Many, including Joab, David’s aide, believed conducting a census was wrong because it showed David’s pride, but there is more to it.  Conducting a census showed unbelief by David.  David was no longer placing his faith in the Lord, who had given him victory after victory on the battlefield and in his own life, but in his army, his men, in numbers.  What a change from the shepherd boy who faced a giant with nothing but a sling, five stones, and faith in the Lord!

 

We are not so different from David.  We place our faith in our military, in our government to keep us safe and to provide for us.  We trust in ourselves to make decisions in our lives.  We leave God out of our everyday life decisions.  As you meditate on, pray over, and reflect upon this weeks Bible passage, ask yourself if there is unbelief in your life?

 

The Bible passages for meditation, prayer, and reflection for the week of September 7-13, 2014, is Psalm 110:1 and Matthew 22:41-46.  This psalm, written by David, foretells of the deity of Jesus Christ.  The verse in today’s reading is one found many times in the New Testament, including Matthew, where it is used silence those who question the deity of Jesus Christ.

 

The Lord (God) says to my Lord (the Messiah), Sit at My right hand, until I make Your adversaries Your footstool.  (Psalm 110:1, AMP)

 

Now while the Pharisees were still assembled there, Jesus asked them a question, 

Saying, What do you think of the Christ? Whose Son is He? They said to Him, The Son of David.

He said to them, How is it then that David, under the influence of the [Holy] Spirit, calls Him Lord, saying,

The Lord said to My Lord, Sit at My right hand until I put Your enemies under Your feet?

If then David thus calls Him Lord, how is He his Son?

And no one was able to answer Him a word, nor from that day did anyone venture or dare to question Him.  (Matthew 22:41-46, AMP)

 

Psalm 110:1 is quoted 14 times in the New Testament, more than any other Old Testament passage.  David wrote this psalm when he was under the influence of the Spirit of God.  This psalm was written to show that the Messiah, Jesus Christ, was not only a decedent of David, but also the Son of God.  Anyone who acknowledges that the Messiah was the son of David (such as the Pharisees) also had to acknowledge that the Messiah was Lord.

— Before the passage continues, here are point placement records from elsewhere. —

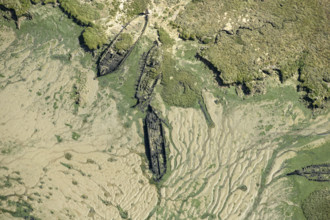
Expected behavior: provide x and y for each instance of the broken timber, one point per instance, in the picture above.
(150, 74)
(155, 144)
(320, 173)
(111, 59)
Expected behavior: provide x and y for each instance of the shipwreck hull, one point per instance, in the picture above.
(110, 60)
(155, 144)
(150, 75)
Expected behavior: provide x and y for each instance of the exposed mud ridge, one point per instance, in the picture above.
(155, 144)
(214, 70)
(320, 173)
(111, 59)
(150, 74)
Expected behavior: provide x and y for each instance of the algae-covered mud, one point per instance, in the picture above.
(154, 109)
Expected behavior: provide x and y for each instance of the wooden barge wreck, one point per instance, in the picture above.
(112, 57)
(155, 144)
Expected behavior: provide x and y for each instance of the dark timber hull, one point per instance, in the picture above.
(150, 75)
(111, 60)
(155, 144)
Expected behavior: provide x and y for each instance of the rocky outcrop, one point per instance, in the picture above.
(150, 75)
(112, 58)
(155, 144)
(320, 173)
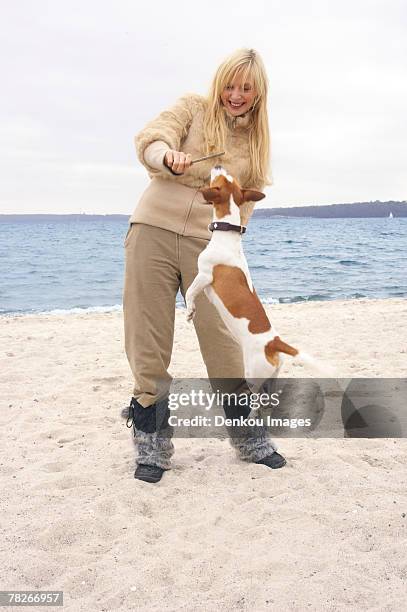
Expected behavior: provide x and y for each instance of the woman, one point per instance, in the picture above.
(169, 229)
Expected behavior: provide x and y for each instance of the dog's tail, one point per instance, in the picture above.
(279, 346)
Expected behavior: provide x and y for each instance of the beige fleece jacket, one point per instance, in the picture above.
(174, 202)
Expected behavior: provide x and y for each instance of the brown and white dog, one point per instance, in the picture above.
(224, 276)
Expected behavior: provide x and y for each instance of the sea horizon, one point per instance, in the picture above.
(68, 265)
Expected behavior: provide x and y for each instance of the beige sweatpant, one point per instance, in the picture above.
(158, 263)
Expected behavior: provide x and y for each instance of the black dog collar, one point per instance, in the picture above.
(226, 227)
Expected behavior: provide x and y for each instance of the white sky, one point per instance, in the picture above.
(81, 77)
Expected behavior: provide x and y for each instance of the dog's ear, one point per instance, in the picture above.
(211, 194)
(251, 195)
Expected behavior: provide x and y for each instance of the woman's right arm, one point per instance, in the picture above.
(158, 144)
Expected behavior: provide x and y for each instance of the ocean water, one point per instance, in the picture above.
(77, 264)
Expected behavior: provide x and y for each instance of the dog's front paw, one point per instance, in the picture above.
(190, 313)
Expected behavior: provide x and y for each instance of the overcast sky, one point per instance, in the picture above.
(80, 78)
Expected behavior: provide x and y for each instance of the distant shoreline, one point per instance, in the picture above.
(355, 210)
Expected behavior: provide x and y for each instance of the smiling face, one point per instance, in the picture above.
(239, 95)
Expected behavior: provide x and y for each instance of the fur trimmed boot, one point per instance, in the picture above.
(251, 442)
(152, 436)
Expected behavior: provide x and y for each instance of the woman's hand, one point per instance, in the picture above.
(177, 161)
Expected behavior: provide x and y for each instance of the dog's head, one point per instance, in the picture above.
(224, 189)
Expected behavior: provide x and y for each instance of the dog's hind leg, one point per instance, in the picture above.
(200, 282)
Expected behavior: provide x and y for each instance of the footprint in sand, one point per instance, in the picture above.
(57, 466)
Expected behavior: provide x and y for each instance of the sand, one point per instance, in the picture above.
(327, 532)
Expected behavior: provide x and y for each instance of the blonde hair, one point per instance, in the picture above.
(248, 63)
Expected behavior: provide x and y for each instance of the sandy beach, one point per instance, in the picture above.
(327, 532)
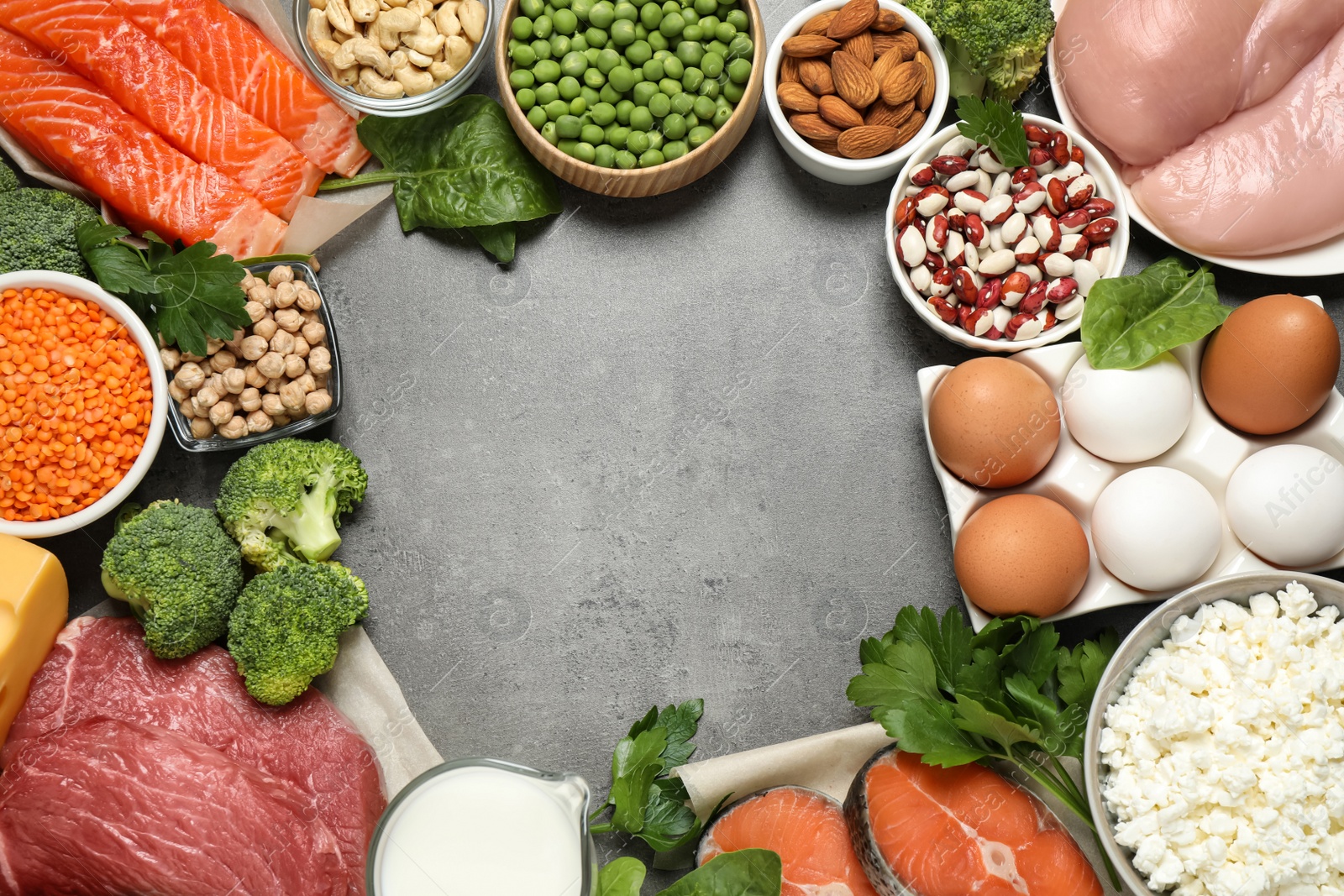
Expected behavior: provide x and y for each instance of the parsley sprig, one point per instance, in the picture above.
(1008, 692)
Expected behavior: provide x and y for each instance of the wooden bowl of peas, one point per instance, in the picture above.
(631, 97)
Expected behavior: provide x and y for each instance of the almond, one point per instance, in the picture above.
(806, 46)
(796, 97)
(853, 82)
(887, 20)
(815, 127)
(839, 113)
(819, 23)
(853, 16)
(866, 141)
(925, 97)
(815, 76)
(860, 47)
(880, 113)
(902, 83)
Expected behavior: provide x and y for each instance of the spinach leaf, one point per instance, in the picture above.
(1128, 322)
(457, 167)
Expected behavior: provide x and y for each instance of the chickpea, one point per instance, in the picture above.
(259, 422)
(234, 427)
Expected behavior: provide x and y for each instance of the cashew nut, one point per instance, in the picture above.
(387, 27)
(472, 15)
(374, 85)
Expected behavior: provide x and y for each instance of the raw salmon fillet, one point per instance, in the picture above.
(806, 828)
(953, 832)
(77, 129)
(234, 60)
(104, 46)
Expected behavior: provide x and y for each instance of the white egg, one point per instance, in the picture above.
(1128, 416)
(1287, 504)
(1156, 528)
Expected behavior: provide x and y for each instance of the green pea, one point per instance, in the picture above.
(671, 24)
(644, 92)
(638, 53)
(622, 33)
(642, 118)
(564, 20)
(699, 136)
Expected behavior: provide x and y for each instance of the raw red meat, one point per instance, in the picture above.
(107, 808)
(100, 667)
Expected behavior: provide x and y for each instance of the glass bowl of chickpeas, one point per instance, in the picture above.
(279, 376)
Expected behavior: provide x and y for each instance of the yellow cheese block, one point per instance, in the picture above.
(34, 604)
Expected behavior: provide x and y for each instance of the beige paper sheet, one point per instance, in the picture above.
(828, 763)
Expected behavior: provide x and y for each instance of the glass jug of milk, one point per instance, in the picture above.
(480, 826)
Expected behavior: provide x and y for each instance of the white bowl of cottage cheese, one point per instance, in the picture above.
(1215, 745)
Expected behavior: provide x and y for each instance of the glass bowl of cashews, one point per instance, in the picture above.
(394, 56)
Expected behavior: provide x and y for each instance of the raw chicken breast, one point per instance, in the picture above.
(1147, 76)
(1268, 179)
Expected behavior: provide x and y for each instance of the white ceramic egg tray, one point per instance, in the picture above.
(1210, 452)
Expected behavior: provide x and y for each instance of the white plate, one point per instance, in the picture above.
(1320, 259)
(1209, 452)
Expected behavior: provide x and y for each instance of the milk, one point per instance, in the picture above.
(470, 829)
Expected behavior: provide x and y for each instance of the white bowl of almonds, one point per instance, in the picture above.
(276, 378)
(853, 86)
(1000, 258)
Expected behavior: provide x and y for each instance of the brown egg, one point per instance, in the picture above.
(1021, 553)
(1272, 364)
(994, 422)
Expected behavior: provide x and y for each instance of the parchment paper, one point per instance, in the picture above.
(828, 763)
(315, 222)
(365, 691)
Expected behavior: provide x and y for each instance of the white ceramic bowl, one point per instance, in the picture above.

Jesus’ use of this passage demonstrates the importance of knowing and understanding the Word of God.  Without knowledge of the Word of God, we cannot refute and stand against our enemies.  As you meditate on, pray over, and reflect upon these passages, consider where else this passage is used in the New Testament.  For what purpose is it used?  Why is it important to know that the Messiah is of the Lord?

 

 

 

The Bible passage for meditation, prayer, and reflection for the week of September 14-20, 2014 is Psalm 113:1-6.  Praise be to the Lord!  How awesome is our God?  This psalm is a psalm of praise to our Lord God, for there is no other like Him!

 

Praise the Lord!
Praise, O servants of the Lord,
    praise the name of the Lord!

Blessed be the name of the Lord
    from this time forth and forevermore!
From the rising of the sun to its setting,
    the name of the Lord is to be praised!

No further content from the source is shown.